Hi David!
On 10/10/2014 05:22 PM, David Holmes wrote:
Hi Claes,
On 11/10/2014 1:10 AM, Claes Redestad wrote:
Hi all,
please review this patch which attempts to clean up synchronization and
improve scalability when defining and getting java.lang.Package objects.
Is this a real problem or a theoretical one?
Deadlocks in getPackage() have historically caused issues
(https://bugs.openjdk.java.net/browse/JDK-7001933), so contention can
happen. Still somewhat theoretical, though.
I've not previously heard of getting Package objects as being
critical.

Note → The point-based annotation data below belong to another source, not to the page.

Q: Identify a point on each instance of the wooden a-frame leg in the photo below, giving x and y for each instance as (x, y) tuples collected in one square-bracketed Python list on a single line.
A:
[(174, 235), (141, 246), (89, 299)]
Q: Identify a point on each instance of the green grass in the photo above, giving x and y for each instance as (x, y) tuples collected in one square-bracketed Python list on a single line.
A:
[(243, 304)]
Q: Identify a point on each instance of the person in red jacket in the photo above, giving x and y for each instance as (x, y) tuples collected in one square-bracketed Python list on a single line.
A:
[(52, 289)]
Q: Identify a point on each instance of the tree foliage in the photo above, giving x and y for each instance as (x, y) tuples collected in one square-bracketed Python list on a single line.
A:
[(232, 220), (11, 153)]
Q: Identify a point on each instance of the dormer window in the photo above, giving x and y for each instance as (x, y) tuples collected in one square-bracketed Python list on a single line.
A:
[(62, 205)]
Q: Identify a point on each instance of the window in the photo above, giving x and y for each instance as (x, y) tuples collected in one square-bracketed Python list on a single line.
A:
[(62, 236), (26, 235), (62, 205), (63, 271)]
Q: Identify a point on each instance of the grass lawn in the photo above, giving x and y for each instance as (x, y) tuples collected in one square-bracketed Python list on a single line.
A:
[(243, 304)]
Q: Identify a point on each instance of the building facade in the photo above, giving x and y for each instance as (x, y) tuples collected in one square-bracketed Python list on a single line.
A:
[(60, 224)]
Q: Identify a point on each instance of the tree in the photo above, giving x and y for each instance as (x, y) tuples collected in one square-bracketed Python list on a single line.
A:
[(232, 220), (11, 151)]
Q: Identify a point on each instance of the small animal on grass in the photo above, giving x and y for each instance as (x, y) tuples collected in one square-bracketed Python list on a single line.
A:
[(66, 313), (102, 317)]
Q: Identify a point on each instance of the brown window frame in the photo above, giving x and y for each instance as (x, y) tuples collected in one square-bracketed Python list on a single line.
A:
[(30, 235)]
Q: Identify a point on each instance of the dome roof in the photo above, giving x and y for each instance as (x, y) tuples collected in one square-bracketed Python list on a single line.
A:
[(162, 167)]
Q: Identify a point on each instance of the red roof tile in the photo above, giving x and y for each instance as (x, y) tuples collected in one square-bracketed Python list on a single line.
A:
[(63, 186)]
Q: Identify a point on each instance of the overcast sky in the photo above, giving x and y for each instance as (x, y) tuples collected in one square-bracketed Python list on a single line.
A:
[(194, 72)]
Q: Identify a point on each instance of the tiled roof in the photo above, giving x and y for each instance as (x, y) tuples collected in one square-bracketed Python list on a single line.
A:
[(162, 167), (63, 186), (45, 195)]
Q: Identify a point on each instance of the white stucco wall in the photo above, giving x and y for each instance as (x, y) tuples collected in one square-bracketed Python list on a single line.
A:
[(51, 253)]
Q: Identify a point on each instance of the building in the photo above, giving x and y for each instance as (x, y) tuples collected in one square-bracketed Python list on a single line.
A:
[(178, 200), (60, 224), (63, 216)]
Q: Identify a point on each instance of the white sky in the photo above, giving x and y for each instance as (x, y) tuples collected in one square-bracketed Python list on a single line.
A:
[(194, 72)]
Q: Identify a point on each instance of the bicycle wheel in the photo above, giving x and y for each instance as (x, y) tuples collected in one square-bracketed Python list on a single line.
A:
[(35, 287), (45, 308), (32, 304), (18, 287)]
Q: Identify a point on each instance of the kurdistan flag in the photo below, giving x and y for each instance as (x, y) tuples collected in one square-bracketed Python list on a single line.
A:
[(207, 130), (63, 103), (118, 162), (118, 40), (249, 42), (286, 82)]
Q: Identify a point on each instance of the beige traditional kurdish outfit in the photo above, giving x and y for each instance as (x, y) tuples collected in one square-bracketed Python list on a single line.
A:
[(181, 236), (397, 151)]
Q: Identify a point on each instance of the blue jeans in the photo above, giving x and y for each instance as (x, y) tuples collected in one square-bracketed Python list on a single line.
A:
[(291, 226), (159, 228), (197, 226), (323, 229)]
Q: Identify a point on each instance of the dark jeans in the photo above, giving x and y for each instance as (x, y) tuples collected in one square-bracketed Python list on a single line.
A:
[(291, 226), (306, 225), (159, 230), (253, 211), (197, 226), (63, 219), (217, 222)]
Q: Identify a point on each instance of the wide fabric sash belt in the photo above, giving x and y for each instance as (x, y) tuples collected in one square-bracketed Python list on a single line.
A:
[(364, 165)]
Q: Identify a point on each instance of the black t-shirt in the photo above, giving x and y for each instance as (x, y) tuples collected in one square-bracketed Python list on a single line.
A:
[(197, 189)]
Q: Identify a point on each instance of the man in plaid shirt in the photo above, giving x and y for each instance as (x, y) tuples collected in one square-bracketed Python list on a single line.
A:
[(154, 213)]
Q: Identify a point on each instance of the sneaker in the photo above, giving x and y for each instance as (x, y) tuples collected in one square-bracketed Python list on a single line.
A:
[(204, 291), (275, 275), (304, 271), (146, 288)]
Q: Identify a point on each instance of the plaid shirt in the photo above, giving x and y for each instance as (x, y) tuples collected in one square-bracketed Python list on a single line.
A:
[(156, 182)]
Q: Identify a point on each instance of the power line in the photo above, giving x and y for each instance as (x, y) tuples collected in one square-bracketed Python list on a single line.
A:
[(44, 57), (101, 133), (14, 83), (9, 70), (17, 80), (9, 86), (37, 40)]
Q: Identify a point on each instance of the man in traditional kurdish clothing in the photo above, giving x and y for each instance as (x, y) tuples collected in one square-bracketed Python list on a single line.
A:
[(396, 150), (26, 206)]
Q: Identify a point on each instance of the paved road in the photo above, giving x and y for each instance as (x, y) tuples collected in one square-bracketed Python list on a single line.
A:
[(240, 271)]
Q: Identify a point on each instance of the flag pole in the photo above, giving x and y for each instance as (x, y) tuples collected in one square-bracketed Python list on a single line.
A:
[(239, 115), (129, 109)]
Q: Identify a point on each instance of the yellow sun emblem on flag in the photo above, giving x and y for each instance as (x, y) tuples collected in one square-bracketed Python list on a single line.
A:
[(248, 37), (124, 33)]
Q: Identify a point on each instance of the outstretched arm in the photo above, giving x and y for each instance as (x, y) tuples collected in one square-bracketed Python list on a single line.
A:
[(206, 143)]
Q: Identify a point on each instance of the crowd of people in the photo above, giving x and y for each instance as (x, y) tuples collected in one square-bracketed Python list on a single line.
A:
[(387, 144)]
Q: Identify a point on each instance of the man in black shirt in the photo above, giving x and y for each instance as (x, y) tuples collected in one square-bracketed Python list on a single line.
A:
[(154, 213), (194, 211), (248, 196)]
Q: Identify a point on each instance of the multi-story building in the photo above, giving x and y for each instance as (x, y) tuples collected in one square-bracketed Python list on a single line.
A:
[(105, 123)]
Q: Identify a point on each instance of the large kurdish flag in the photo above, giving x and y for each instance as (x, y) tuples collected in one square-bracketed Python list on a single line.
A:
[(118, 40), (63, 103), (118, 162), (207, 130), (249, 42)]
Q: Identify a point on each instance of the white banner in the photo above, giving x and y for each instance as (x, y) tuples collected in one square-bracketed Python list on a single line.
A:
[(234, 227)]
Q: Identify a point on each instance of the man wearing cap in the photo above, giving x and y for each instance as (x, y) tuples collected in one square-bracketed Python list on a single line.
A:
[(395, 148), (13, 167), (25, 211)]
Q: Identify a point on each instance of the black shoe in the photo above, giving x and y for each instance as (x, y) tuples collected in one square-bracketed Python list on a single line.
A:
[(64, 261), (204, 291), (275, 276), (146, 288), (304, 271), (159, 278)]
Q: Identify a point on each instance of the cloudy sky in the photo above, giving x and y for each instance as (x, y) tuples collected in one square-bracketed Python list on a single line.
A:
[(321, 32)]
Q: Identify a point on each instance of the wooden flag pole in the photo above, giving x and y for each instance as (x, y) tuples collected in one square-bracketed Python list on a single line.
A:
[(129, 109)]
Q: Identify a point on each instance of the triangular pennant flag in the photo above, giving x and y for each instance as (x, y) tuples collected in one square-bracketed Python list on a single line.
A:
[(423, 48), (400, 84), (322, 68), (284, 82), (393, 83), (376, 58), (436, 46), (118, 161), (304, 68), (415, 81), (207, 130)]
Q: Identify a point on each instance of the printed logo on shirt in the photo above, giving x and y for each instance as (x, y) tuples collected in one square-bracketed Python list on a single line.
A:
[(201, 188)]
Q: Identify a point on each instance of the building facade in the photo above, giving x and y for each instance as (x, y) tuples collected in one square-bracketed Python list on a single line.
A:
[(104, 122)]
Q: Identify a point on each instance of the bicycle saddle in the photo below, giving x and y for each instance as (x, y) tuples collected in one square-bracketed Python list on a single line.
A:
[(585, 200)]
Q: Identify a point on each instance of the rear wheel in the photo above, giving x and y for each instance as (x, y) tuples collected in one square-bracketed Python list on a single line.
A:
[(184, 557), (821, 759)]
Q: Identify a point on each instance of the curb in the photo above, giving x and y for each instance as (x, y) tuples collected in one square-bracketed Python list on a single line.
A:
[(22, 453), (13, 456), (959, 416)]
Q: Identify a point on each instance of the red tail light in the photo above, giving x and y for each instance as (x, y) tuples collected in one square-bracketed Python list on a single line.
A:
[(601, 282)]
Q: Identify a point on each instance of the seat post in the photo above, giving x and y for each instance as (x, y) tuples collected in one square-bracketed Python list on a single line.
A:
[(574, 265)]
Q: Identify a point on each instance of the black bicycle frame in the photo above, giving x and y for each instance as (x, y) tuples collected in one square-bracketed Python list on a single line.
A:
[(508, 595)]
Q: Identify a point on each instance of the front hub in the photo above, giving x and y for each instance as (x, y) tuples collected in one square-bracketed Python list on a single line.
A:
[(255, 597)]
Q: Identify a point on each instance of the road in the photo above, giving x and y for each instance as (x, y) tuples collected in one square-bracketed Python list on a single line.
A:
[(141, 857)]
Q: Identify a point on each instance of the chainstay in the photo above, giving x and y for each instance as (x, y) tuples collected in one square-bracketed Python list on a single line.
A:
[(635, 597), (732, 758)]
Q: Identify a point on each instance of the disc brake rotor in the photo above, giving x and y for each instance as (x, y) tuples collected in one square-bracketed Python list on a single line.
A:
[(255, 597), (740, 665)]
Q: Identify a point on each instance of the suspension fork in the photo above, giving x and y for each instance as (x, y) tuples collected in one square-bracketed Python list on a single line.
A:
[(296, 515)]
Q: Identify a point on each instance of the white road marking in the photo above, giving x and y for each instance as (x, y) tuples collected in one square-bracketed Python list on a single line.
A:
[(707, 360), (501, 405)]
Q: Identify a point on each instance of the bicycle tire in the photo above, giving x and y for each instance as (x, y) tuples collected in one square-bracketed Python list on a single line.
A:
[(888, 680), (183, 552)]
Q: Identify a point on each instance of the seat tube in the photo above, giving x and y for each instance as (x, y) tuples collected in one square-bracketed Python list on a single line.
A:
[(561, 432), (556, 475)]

ConcurrentHashMap improves the contended case but if we
aren't normally contended then it will degrade performance. How does
this perform on real code?
Experiments (like the trivial microbenchmark below) indicate this
improves performance even in uncontended cases, which can probably be
explained by the removal of explicit synchronization in favor of
volatile reads inside CHM. I've run a number of larger benchmarks mostly
to ensure there are no unexpected regressions, but not found a case
where this patch has a significant impact. There's a small footprint win
in effect by merging two maps in java.lang.Package and not saving
ancestral entries in the ClassLoader packages map which shows up on some
footprint measures and might have more impact when scaling up to larger
apps.
I'm also wondering how this impacts the initialization order of the VM
as we need a lot more classes to be loaded and initialized when the
first Package is created.
Since this is a concern, I've ran a number of internal startup
benchmarks but not found the changes to have any statistical significant
startup impact in either direction. Since ConcurrentHashMap is already
in use by any parallel capable java.lang.ClassLoader, java.lang.Thread
etc, it would seem it'll already be loaded and initialized early.
/Claes
Thanks,
David
webrev: http://cr.openjdk.java.net/~redestad/8060130/webrev.02/
bug: https://bugs.openjdk.java.net/browse/JDK-8060130
Testing: jtreg, UTE vm.parallel_class_loading.testlist, various
benchmarks
Torturing the retrieval code with a simple microbenchmark[1] shows that
the existing code
could cause bottlenecks, but also that the proposed patch works slightly
faster even in
uncontended cases:
Benchmark Mode Samples Score Score error
Units
baseline, 1 thread:
o.s.SimpleBench.getClassPackage thrpt 10 11.621 0.618
ops/us
o.s.SimpleBench.getPackage thrpt 10 41.754 3.381
ops/us
o.s.SimpleBench.getPackages thrpt 10 0.009 0.000
ops/us
baseline, 2 threads:
o.s.SimpleBench.getClassPackage thrpt 10 7.884 1.977
ops/us
o.s.SimpleBench.getPackage thrpt 10 17.013 8.079
ops/us
o.s.SimpleBench.getPackages thrpt 10 0.004 0.001
ops/us
patch applied, 1 thread:
o.s.SimpleBench.getClassPackage thrpt 10 13.519 0.170
ops/us
o.s.SimpleBench.getPackage thrpt 10 59.999 0.988
ops/us
o.s.SimpleBench.getPackages thrpt 10 0.019 0.001
ops/us
patch applied, 2 threads:
o.s.SimpleBench.getClassPackage thrpt 10 19.181 3.688
ops/us
o.s.SimpleBench.getPackage thrpt 10 79.708 31.220
ops/us
o.s.SimpleBench.getPackages thrpt 10 0.025 0.006
ops/us
/Claes
[1]
package org.sample;
import org.openjdk.jmh.annotations.*;
@State(Scope.Thread)
public class SimpleBench {
@Benchmark
public Package[] getPackages() {
return Package.getPackages();
}
@Benchmark
public Package getClassPackage() {
return this.getClass().getPackage();
}
@Benchmark
public Package getPackage() {
return Package.getPackage("java.util.zip");
}
}